Randolph falsely valued property at $10.5 million with no associated liability. In reality, Gallagher Management Group purchased the property in September 2016 for $1.1 million with a $1.1 million mortgage loan secured by the property. It was sold in August 2017 for $1.2 million.
Randolph falsely claimed that Gallagher Management Group owned two buildings valued at a claimed $10 million combined. In reality, neither Gallagher Management Group nor Randolph ever owned these properties.
Randolph falsely valued yet another property at $4.5 million that was acquired in January 2016 for $425,000 by an entity controlled by Randolph and was transferred to Gallagher Management Group in March 2017. In April 2018, the property was sold at auction for $687,500 after Gallagher Management Group defaulted on a $500,000 loan.
Randolph provided a false bank statement showing a balance of over $2.5 million. The actual balance in this account was $58,198.78.
The audited financials included other misrepresentations:
They falsely stated that Gallagher Management Group “has consistently maintained over $50 million dollars in assets, under management, annually.”
They falsely stated that Gallagher Management Group “provides a broad range of investment banking services to a diverse group of corporations, financial institutions, investment funds, and governments.”
They falsely stated that Gallagher Management Group “provides investment management services and offer[s] investment products (primarily through separately managed accounts, such as mutual funds and private investment funds) across all major asset classes to a diverse set of institutional and individual clients.”

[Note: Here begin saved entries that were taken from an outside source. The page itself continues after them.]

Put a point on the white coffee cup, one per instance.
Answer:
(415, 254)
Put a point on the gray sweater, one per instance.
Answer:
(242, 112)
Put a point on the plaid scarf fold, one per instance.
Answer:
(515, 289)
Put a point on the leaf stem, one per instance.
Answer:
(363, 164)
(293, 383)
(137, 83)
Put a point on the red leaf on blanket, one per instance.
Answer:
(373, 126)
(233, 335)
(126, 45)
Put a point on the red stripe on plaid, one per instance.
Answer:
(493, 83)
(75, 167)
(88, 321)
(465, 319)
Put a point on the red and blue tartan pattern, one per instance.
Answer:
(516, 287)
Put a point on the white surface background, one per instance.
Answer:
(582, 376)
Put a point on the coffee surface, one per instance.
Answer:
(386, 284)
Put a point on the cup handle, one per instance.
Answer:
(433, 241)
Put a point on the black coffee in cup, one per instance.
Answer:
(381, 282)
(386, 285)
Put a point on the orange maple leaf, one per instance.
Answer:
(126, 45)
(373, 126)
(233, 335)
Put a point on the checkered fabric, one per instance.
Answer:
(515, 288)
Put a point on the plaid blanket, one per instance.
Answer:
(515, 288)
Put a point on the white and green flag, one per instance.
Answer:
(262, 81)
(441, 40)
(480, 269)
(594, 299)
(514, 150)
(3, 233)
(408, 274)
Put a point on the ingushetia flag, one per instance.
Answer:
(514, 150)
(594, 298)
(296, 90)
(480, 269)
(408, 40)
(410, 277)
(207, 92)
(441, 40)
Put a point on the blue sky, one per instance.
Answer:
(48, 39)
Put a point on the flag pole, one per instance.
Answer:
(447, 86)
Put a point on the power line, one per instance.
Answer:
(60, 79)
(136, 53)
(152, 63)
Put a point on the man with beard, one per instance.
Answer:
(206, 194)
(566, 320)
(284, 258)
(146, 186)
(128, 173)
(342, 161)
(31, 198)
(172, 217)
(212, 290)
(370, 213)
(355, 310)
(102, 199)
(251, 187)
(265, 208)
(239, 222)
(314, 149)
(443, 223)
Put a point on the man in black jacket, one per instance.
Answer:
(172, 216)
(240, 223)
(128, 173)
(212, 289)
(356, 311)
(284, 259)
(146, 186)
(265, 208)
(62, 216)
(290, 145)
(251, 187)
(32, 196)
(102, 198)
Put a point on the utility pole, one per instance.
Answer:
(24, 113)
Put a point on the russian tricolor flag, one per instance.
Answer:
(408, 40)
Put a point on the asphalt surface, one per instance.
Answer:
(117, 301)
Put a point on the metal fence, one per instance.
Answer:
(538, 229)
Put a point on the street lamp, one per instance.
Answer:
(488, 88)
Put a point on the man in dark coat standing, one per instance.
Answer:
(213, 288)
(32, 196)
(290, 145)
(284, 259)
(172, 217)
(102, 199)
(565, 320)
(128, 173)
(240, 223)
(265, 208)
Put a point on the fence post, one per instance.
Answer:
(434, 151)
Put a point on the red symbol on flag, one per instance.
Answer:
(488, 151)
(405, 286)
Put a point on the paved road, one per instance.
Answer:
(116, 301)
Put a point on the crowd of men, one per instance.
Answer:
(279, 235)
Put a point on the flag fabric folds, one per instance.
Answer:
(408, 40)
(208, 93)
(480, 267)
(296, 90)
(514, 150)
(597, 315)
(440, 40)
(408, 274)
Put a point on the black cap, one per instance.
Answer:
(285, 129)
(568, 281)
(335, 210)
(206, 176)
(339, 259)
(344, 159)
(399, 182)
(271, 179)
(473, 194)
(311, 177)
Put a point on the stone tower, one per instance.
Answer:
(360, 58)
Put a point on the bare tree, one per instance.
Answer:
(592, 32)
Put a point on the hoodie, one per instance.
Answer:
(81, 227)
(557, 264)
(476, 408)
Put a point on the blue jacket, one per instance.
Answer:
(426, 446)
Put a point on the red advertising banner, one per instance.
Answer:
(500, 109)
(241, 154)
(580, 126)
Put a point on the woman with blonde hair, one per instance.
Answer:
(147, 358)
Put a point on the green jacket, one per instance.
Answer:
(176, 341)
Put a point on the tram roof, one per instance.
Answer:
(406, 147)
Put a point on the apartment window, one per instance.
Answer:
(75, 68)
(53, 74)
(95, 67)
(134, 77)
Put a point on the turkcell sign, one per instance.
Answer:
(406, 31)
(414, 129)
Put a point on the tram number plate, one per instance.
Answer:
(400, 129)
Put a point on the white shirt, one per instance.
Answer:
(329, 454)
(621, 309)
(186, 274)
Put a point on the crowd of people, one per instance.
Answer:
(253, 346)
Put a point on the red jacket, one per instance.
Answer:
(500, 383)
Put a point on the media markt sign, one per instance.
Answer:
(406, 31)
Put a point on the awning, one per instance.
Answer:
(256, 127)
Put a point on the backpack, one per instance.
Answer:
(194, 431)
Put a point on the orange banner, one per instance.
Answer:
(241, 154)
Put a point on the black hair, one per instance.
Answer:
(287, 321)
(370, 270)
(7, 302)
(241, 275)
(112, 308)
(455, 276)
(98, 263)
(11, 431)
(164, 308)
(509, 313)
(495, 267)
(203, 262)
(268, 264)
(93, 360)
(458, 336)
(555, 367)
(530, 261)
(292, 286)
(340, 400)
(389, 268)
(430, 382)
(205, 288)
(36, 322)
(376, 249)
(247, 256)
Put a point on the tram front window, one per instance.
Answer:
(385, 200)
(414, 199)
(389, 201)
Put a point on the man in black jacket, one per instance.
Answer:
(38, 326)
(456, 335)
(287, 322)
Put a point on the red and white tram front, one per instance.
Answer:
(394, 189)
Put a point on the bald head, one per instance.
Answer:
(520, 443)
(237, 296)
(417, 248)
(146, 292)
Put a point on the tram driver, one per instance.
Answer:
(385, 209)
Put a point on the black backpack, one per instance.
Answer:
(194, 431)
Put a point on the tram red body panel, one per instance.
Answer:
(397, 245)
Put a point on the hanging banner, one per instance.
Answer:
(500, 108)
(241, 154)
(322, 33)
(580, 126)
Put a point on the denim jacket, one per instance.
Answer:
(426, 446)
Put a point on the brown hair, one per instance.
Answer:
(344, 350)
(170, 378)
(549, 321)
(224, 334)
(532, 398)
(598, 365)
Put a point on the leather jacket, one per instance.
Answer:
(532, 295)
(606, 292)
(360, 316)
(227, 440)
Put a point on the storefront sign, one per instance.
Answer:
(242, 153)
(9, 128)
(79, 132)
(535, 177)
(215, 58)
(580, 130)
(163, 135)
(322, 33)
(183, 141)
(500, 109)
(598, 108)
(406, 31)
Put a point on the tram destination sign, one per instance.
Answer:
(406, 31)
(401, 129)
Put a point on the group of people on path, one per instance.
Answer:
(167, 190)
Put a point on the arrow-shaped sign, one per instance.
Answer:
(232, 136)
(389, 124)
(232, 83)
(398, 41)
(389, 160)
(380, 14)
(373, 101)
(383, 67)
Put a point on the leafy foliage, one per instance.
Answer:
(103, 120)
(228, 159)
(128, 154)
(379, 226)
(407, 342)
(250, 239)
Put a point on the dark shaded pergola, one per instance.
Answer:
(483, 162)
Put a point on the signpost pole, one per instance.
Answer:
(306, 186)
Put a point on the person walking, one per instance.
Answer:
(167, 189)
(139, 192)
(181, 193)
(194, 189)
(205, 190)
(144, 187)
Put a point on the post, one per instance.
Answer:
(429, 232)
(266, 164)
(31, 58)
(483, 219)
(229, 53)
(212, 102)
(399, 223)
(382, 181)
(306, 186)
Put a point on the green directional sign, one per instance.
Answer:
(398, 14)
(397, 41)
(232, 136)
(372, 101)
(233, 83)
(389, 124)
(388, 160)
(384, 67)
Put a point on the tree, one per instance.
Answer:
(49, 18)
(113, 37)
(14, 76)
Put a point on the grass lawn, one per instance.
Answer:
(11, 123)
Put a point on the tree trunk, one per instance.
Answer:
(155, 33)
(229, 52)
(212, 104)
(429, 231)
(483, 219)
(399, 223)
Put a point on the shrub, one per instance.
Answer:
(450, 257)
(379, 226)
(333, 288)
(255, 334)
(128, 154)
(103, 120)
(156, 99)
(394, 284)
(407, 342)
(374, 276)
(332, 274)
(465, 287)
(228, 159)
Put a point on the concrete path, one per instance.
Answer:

Gallagher Management Group engaged a consultant to prepare a business valuation for the merger which relied upon Gallagher Management Group’s 2016 audited financial statements, additional false property valuation information provided by Randolph, and false projections provided by Randolph. The report valued Gallagher Management Group at $31.3 million on an enterprise value basis and $33.8 million on an equity value basis.
In connection with the proposed merger between Randolph Acquisitions and Gallagher Management Group, Randolph Acquisitions made multiple filings with the Securities and Exchange Commission that attached the false and fraudulent 2016 audited financial statements of Gallagher Management Group. Randolph directed investors to these filings.
In addition to these documents, Randolph made other false and fraudulent misrepresentations to prospective investors:
- Randolph falsely claimed that Randolph Acquisitions was close to securing a variety of large public and private contracts in the U.S. Virgin Islands, including hurricane remediation contracts and an agreement to manage the U.S. Virgin Islands public retirement fund. Randolph Acquisitions never obtained any of these contracts.
- Randolph falsely claimed that Randolph Acquisitions owned EF Block. To the contrary, Randolph Acquisitions did not own EF Block.
- Randolph falsely claimed that Randolph Acquisitions was publicly traded on the pink sheets. Randolph Acquisitions was never listed on any exchange.
- Using these misrepresentations, Randolph induced 14 victims to invest over $1.6 million in Randolph Acquisitions.
This case was investigated by the U.S. Secret Service, with assistance from the U.S. Securities and Exchange Commission. In a related civil matter, the U.S. Securities and Exchange Commission filed a complaint charging Randolph and he consented to entry of a judgment against him.